# Issue powering up a DC water pump with Arduino Uno

I'm having issues powering up a water pump I got from a little water fountain with an Arduino Uno. I don't have the reference of the water pump, but after testing it, it works perfectly well with 5V and it requires between 100mA and 150 mA to be effective enough.

If I power the pump using the Arduino Uno 5V Vcc (not Vin), it works quite well, but as soon as I add a resistor in serie (to limit the current), it stops working, even if the resistor is as small as 33Ohms (which should top up the current to 150mA). I also notice that voltage drop to approximately 2.5V around the pump itself when I add the resistor (4.6V when mesuring around the resistor AND the pump). I studied electronics a long ago but I don't get why it behaves this way.

If you have any idea or explanation, I'd be glad to hear it, thanks !

The water pump is likely specified to run off 5 V supply, and consumes up to 150 mA depending on load conditions and/or motor manufacturing tolerances. A pump consumes more current (and thus more power) if it's working against more back pressure.

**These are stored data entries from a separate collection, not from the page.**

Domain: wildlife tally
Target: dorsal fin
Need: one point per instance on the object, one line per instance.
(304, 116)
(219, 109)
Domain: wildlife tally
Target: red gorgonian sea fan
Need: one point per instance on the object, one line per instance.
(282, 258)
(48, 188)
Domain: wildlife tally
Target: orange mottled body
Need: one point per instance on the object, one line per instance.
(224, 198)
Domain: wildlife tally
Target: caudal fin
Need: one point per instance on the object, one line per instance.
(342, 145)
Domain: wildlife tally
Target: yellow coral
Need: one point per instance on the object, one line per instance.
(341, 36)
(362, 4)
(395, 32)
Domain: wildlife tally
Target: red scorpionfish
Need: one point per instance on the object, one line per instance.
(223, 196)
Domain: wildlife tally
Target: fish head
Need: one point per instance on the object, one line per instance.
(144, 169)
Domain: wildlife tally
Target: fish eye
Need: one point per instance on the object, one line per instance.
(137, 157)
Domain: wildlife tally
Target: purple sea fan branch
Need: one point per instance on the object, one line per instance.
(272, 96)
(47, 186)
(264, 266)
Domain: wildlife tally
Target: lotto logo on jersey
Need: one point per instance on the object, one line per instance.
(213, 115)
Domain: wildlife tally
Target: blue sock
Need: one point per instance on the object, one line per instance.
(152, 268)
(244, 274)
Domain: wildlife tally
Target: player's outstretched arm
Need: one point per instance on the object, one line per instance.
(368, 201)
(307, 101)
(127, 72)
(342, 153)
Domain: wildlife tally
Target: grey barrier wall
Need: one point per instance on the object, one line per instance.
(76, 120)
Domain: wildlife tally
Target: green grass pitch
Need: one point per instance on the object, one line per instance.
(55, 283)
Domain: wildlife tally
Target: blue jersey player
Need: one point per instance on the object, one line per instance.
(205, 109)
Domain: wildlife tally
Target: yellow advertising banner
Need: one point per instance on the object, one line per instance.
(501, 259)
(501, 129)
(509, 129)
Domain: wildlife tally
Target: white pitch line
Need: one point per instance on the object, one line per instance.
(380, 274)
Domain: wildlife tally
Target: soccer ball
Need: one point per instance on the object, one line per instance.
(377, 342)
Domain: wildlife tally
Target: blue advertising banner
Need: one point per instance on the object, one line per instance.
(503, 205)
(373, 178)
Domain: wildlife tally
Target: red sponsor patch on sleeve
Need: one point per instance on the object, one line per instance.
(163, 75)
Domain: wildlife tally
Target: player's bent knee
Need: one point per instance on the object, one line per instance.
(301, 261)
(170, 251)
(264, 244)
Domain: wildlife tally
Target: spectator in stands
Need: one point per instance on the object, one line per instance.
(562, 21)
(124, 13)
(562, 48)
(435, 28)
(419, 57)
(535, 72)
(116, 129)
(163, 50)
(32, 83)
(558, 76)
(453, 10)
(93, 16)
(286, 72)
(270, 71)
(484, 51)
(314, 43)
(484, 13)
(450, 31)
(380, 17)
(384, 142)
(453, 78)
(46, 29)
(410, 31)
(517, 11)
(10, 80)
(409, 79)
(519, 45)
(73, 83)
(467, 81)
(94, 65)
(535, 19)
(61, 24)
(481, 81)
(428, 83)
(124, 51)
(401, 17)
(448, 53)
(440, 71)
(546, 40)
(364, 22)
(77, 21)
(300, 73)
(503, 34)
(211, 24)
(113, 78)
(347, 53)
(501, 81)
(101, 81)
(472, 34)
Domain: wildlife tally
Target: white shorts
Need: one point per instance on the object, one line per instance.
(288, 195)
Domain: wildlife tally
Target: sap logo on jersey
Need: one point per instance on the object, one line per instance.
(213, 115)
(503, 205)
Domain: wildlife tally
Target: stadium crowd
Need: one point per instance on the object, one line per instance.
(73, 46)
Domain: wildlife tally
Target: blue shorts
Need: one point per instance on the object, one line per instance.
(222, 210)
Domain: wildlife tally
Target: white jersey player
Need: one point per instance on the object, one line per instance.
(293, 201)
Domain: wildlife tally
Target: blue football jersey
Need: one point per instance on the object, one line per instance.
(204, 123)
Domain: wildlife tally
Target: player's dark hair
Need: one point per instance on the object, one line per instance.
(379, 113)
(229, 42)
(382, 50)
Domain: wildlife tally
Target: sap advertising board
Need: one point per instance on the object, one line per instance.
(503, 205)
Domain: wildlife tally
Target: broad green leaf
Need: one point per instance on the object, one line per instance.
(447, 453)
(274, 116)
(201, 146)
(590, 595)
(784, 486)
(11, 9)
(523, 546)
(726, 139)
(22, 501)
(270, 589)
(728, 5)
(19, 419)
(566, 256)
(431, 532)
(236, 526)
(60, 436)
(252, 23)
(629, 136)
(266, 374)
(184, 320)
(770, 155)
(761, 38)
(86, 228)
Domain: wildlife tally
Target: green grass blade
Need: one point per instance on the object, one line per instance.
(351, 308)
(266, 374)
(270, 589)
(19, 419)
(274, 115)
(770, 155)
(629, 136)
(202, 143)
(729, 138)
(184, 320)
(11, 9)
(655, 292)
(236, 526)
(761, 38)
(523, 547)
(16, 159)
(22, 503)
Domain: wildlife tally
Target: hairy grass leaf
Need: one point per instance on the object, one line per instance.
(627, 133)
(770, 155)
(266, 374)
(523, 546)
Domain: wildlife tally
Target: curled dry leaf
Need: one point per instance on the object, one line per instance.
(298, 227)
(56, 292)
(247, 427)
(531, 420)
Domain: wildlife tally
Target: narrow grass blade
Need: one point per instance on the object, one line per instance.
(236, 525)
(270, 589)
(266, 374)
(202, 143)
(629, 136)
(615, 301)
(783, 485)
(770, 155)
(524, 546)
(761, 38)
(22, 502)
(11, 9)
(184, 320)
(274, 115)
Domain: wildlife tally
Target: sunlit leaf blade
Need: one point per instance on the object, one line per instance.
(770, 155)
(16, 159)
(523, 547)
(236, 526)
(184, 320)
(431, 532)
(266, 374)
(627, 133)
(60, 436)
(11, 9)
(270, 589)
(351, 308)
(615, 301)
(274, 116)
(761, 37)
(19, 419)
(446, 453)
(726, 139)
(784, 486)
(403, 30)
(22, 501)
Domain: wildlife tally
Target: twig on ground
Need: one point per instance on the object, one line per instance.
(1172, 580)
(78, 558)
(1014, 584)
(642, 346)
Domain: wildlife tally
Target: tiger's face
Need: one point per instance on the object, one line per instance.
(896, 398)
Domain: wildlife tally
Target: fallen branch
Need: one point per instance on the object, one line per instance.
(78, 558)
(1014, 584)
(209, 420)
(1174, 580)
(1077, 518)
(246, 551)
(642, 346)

We can imagine that the equivalent circuit of the pump connected to a 5 V supply looks something like this: simulate this circuit – Schematic created using CircuitLab

This is extremely simplified, but essentially, the pump looks like a winding resistance in series with a voltage source that represents the back EMF (electromotive force) from the pump motor. We'll ignore winding inductance since this is pretty much a steady-state problem.

The back EMF is inversely proportional to the load on the pump. It will be zero volts when the pump is working hardest and trying to generate the most torque (ie: the rotor is blocked, or the pump is dead-headed). It will be almost at the supply voltage of 5 V when the pump is very lightly loaded, such as pumping against almost no backpressure. For certain types of pumps, it can be greater than the supply voltage if water is being pushed through the pump by an external pressure, in which case the pump is actually acting as a hydro generator.

Now, when you try inserting your 33 ohm resistor, the following happens: simulate this circuit

Short answer to your question: the motor in the pump is starved for current by the addition of the series resistor, so it cannot get enough current to generate enough torque to start rotating. Since it's not rotating, it never develops a back EMF, and all the voltage applied to the motor is dropped across its winding resistance.

We can actually compute the winding resistance, since you've essentially inadvertently created a blocked rotor test. Your supply voltage sagged to 4.6 V, and the voltage at the pump terminal is 2.5 V. We can state that the current through the circuit is thus:

$$I = \frac{4.6V-2.5V}{33\Omega} = 64 mA$$

Since the back EMF is zero, and the voltage at the motor terminal is 2.5V, we can state:

$$R_{winding} = \frac{V_{motor}}{I_{motor}} = \frac{2.5V}{64mA} = 39 \Omega$$

Given this, we can compute what the worst-case starting current is for a 5V supply:

$$I_{start(pk)} = \frac{5V}{39 \Omega} = 128 mA$$

So, you need a 5 V supply capable of supplying 128 mA, at least for starting up. Note that since your supply was sagging pretty heavily under only 64 mA of load (5 V to 4.6 V is 8% sag), you probably want to consider another supply.

... as soon as I add a resistor in series (to limit the current), it stops working, even if the resistor is as small as 33 Ohms (which should top up the current to 150 mA).

You have calculated that from $$\ R = \frac V I = \frac 5 {150m} = 33 \Omega \$$. But you have forgotten that if there is 5 V across the resistor there is nothing left for the motor.

Instead, work out what resistance you require for a specific voltage drop. Assuming the current will remain the same (it won't) you now can create a voltage drop of 0.150 mV/Ω of series resistance. So 5 Ω would give you about 0.75 V drop.

I also notice that voltage drop to approximately 2.5V around the pump itself when I add the resistor (4.6V when measuring around the resistor AND the pump). I studied electronics a long ago but I don't get why it behaves this way.

Reading 4.6 V means that the 5 V supply is collapsing. It is not able to power the pump. You need a better or separate supply.

2.5 V at the pump may not be enough to start it reliably. Motors often take up to ten times the current to start.

You could consider adding one, two or three diodes in series instead. These give a much more steady voltage drop of about 0.7 V each over a wide range of currents. This might overcome the starting problem - if there is one.